Viele kennen es aus der eigenen Familie. Der Sohn oder die Tochter überragen die Eltern. Und schon der Vater war zehn Zentimeter grösser als der Grossvater.
In den letzten 60 Jahren sei der Mensch im Schnitt zwölf bis 18 Zentimeter gewachsen, sagt der Wirtschaftshistoriker Ulrich Woitek von der Universität Zürich. Daten von «NCD-RisC», einem Netzwerk von Gesundheitswissenschaftern, zeigen, dass Durchschnitts-Schweizerinnen und -Schweizer heute grösser sind als noch vor hundert Jahren.
«Gleichzeitig zum körperlichen Wachstum sehen wir eine Erhöhung des Lebensstandards in der Schweiz», sagt Woitek. So sei das Bruttoinlandsprodukt pro Kopf im Verlauf des letzten Jahrhunderts um das 4.5-Fache gestiegen. «Das hat Auswirkungen auf die Quantität und Qualität der Ernährung und auf die medizinische Versorgung.»
Tatsächlich haben diese Umweltfaktoren zu einem grossen Teil das gesteigerte Wachstum der Menschen beeinflusst. Die verbesserte Ernährung und medizinische Versorgung machten solche Körpergrössen überhaupt möglich. Für die einzelne Person spielen jedoch die Gene die wichtigste Rolle.

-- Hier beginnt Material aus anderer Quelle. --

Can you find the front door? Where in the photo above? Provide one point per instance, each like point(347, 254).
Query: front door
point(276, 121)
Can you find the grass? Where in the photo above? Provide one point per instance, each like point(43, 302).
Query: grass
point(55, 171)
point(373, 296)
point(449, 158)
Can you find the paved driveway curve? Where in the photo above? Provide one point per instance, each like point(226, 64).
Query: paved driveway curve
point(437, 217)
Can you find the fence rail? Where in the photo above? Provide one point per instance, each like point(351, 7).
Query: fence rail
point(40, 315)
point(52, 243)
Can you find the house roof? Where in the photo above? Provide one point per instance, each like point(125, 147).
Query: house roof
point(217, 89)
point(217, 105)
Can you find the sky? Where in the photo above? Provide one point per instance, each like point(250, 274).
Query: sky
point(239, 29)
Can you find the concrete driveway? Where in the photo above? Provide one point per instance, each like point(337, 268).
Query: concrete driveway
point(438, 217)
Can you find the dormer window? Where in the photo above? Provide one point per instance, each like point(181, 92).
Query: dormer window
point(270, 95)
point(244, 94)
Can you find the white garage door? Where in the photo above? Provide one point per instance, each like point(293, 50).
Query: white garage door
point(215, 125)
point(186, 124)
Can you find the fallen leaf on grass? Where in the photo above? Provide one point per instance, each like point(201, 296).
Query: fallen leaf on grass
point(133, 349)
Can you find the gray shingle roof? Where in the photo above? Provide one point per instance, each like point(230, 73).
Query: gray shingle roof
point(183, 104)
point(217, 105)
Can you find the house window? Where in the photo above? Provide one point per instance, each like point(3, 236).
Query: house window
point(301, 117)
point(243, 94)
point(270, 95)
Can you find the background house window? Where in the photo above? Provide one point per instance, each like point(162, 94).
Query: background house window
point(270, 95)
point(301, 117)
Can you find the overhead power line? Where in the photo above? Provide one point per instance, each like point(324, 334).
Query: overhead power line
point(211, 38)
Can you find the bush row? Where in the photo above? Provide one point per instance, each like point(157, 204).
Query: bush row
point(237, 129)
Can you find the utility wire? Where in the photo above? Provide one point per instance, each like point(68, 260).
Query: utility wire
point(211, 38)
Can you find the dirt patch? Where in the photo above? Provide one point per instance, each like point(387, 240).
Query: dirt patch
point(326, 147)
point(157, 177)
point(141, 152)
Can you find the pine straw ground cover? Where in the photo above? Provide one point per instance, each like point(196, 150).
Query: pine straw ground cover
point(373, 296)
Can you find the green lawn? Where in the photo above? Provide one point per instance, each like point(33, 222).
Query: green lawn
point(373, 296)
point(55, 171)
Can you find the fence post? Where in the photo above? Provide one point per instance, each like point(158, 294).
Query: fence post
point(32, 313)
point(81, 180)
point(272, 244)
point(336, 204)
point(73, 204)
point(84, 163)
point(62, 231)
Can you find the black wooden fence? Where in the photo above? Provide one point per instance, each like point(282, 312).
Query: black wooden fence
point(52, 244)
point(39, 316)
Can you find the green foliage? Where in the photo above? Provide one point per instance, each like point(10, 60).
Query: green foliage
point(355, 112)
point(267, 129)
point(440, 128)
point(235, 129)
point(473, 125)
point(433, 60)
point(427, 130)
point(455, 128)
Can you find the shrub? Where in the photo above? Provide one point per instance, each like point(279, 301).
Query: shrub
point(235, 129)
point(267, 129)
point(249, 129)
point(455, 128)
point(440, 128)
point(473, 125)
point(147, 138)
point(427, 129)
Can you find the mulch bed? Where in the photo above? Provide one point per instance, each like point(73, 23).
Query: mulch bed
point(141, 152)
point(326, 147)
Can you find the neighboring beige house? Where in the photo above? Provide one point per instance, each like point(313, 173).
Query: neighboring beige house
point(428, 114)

Hersteller bauen grössere Autos
Das Wachstum der Menschheit zwingt unsere Lebenswelt zur Anpassung. Wo die Menschen weitgehend selbst über die Gestaltung ihrer Umwelt entscheiden können, wählen sie Produkte, die ihrer Körpergrösse entsprechen. So sind etwa Autos des gleichen Modells über die Generationen gewachsen. Autohersteller passen sich also an.
Airlines gehen gleich den umgekehrten Weg. Seit dem Aufschwung der kommerziellen Luftfahrt wird der Platz zwischen den Sitzreihen immer kleiner. Das frisst dem grösseren Durchschnittsmenschen von heute noch weitere Beinfreiheit weg.
Rendite bestimmt Angebot
Auch in unseren eigenen vier Wänden haben wir langsam weniger Platz, als sinnvoll wäre. «Die Bauindustrie passt sich nur sehr langsam den neuen Bedürfnissen an», sagt Architektur-Historiker Christoph Schläppi. So blieben etwa die Geschosshöhen über Jahrzehnte unverändert. «Gesteuert wird das von Baugesetzen und Normen, die verhältnismässig träge reagieren.»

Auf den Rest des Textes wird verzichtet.